And now...the action begins:


Star Trek: Deep Space Nine
"From Risa With Love"
Chapter 6



There are moments of great satisfaction in the life of a would-be secret agent. Particularly, of course, when one is genetically enhanced. In this case, the moment came when they arrived at one of the secondary entrances to the Palais de Mystère.

Not a sound came from inside—or outside, it seemed. To Bashir, it was akin to the proverbial calm before the storm.

Cynthia turned to him. “Your cloak is on?”

He nodded.

She returned the nod, and started work on the lock.

Bashir surveyed the area around them, eyes sharp for anything out of the ordinary. One of the benefits of his enhancements involved an increased perception of the universe around him…and frankly, he wagered that would doubtless be especially useful for a spy.

He found himself briefly wondering whether he should consider an official transfer to Starfleet Intelligence—not for the first time. Or the last, he mused with an internal smile.

No…probably not—not yet, anyway. Not unless I feel useless where I am…which probably shouldn’t happen for a while.

He put aside that debate for another night, focusing on the situation at hand. As of now…he saw nothing of concern. Still…this is the Syndicate we’re dealing with. If they are experts at anything, it’s hiding….

A whispered French exclamation made him turn to Cynthia with a frown. The girl shook her head and straightened up.

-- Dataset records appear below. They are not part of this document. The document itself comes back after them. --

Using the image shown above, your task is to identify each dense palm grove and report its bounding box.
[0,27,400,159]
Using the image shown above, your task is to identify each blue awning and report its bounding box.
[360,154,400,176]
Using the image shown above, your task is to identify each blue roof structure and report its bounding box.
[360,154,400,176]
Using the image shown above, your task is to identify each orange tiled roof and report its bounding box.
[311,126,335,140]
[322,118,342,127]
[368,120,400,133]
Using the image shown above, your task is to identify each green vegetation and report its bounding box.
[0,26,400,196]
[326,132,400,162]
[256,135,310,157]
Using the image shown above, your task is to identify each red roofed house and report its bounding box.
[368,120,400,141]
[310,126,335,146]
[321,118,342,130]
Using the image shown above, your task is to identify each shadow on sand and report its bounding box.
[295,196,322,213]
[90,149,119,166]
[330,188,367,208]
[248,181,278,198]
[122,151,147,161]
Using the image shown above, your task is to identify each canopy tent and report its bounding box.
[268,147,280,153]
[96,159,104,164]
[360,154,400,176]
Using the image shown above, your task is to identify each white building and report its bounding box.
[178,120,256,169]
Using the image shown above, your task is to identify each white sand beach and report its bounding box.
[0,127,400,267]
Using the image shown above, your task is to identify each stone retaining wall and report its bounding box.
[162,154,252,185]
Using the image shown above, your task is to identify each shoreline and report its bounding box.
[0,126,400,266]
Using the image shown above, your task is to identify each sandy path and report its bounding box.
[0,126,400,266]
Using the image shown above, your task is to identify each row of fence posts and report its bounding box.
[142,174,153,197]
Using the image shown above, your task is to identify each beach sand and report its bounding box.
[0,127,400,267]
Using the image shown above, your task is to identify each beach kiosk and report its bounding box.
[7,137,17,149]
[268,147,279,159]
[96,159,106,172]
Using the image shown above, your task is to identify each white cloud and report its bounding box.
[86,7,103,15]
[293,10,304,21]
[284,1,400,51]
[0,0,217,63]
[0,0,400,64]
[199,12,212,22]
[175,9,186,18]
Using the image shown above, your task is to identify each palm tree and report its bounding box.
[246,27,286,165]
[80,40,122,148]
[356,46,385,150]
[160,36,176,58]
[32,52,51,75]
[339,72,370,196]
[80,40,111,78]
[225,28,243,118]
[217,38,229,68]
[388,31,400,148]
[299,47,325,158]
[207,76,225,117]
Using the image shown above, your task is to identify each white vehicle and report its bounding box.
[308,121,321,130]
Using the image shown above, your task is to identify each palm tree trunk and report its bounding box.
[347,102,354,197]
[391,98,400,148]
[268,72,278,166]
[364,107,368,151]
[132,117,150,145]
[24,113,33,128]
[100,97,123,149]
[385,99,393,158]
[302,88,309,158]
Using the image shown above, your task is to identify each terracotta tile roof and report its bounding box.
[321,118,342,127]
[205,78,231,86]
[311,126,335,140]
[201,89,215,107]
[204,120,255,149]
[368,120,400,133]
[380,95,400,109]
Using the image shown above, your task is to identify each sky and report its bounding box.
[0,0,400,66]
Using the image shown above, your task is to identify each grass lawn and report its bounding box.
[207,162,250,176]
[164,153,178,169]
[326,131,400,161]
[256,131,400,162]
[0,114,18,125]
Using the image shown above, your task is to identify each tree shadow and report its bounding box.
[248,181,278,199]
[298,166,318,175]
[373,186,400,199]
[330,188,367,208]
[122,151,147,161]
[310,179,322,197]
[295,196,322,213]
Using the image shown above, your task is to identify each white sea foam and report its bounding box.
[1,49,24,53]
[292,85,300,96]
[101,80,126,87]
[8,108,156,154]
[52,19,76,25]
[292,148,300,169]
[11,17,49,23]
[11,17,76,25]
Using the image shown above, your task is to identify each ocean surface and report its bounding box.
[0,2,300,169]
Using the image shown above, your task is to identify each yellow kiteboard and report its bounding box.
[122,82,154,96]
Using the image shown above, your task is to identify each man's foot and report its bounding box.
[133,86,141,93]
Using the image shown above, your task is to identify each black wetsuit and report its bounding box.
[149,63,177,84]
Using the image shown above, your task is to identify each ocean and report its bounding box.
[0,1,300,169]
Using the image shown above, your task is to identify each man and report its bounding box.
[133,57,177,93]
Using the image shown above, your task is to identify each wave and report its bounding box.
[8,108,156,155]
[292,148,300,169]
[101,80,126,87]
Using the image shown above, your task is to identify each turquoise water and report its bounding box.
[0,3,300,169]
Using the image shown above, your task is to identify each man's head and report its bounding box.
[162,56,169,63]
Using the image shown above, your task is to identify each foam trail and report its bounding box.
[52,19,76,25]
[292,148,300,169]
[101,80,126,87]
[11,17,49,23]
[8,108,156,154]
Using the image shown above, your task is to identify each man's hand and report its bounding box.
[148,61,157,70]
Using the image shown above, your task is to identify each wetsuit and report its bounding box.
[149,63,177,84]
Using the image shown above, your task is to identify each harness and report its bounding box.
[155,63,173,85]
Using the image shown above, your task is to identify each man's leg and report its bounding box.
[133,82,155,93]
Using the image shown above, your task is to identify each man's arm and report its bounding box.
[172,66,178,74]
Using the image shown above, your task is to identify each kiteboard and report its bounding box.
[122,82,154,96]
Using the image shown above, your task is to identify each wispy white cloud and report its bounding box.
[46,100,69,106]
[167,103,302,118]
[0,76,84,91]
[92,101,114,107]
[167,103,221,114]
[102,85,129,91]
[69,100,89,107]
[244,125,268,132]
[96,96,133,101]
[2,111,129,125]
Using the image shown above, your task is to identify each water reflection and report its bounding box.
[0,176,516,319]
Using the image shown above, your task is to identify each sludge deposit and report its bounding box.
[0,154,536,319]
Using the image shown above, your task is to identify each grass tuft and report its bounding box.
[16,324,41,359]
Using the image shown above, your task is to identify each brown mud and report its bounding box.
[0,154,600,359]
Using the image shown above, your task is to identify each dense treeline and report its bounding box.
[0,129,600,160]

“This is going to take longer than I thought,” she muttered.

Bashir smiled. “Let me have a look.”

She turned to him, raising an eyebrow. “Oh?”

His smile widened, as he held out his hand. Holland sighed, and handed the device to him.

Bashir took out his tricorder, scanning the lock. After a moment, he put it away, worked on the lock for seventeen-point-four seconds—and straightened up as the lock gave way.

Cynthia chuckled. “If you were trying to impress me, Doctor, you’ve certainly succeeded.”

Bashir nodded, beaming. “Glad to hear it!” he replied, handing the device back to her. Cynthia put it in her bag, and pulled out her phaser. Bashir reached to his holster, pulling out his own.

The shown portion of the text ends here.